Quantitative ultrasound (QUS) techniques based on the parameterization of the backscatter coefficient (BSC) generally assume that the tissue under consideration is homogeneous and isotropic. However, tissues such as flowing blood aggregates and biceps muscles exhibit anisotropy in the BSC and/or attenuation coefficient. Recent works have proposed the measurement of anisotropic QUS parameters by using the reference phantom method when performing conventional imaging modalities, i.e. beamsteering or plane wave, with linear array transducers.
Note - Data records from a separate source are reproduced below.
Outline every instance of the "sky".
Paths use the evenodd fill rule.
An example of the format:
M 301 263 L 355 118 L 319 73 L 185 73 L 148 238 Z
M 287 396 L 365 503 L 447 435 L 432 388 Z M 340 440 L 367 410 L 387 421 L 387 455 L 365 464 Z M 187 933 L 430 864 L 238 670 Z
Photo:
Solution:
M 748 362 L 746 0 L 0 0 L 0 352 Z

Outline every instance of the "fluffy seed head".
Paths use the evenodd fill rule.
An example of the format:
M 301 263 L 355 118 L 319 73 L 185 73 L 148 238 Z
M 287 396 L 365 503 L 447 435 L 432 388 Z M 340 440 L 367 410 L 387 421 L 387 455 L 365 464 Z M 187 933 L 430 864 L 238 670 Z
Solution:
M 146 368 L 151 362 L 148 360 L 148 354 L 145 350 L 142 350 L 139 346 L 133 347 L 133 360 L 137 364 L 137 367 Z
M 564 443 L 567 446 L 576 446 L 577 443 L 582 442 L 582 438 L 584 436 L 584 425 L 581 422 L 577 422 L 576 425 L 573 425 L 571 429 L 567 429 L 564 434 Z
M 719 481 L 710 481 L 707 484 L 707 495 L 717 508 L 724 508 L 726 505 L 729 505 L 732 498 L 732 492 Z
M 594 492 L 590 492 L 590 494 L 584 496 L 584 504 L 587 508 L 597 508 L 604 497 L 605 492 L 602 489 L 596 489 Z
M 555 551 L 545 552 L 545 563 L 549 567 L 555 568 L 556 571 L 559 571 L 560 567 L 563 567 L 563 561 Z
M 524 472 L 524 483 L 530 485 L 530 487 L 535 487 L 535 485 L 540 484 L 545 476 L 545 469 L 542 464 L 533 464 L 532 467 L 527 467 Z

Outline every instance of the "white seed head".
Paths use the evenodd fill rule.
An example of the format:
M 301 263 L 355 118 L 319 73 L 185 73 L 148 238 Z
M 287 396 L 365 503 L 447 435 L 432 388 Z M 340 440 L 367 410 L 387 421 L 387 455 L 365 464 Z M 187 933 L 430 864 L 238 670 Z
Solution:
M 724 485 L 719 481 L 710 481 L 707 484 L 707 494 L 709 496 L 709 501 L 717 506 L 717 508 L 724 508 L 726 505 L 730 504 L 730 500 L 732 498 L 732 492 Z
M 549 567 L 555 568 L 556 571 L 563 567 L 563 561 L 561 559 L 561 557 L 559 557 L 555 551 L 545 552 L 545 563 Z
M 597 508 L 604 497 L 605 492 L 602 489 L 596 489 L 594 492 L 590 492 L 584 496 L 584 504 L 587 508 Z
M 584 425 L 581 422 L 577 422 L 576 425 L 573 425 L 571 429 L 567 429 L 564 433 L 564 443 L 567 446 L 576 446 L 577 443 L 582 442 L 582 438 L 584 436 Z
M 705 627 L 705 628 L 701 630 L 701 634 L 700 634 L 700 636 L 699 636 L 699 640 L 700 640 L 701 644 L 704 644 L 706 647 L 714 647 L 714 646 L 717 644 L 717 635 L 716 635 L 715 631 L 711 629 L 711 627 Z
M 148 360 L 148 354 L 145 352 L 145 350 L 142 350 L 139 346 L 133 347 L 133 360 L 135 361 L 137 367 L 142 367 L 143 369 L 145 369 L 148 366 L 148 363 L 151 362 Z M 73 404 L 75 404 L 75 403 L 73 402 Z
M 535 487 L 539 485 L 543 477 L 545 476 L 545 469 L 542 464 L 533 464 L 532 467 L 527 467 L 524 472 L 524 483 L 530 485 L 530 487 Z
One limitation remains the maximal angle to which the BSC can be measured, which is determined by the probe steering capability that depends on element directivity (array design) and crosstalk (transducer technology). The aim of this work is to compare the performance of a Capacitive Micromachined Ultrasonic Transducer (CMUT) and a piezoelectric probe in measuring backscatter anisotropy. Ultrasonic experiments were conducted on two comparable probes, i.e. the commercial piezoelectric probe LA435 (ESAOTE, Florence, Italy) (fc=12.5 MHz, 80% FBW, pitch=0.2 mm), and the HF3 CMUT prototype probe (fc=12.5 MHz, 100% FBW, pitch=0.2 mm), using the ULA-OP open ultrasonic system. In vitro measurements of the BSC using the focused beam steering imaging strategy were performed on an anisotropic tissue-mimicking phantom at different insonification angles ranging from 0° to 20°. The results show how the limited steering capabilities of linear probes could affect the measurement of BSC, and in general the anisotropic QUS parameters, bringing into discussion their consideration in the development of experimental strategies for the assessment of tissue anisotropy.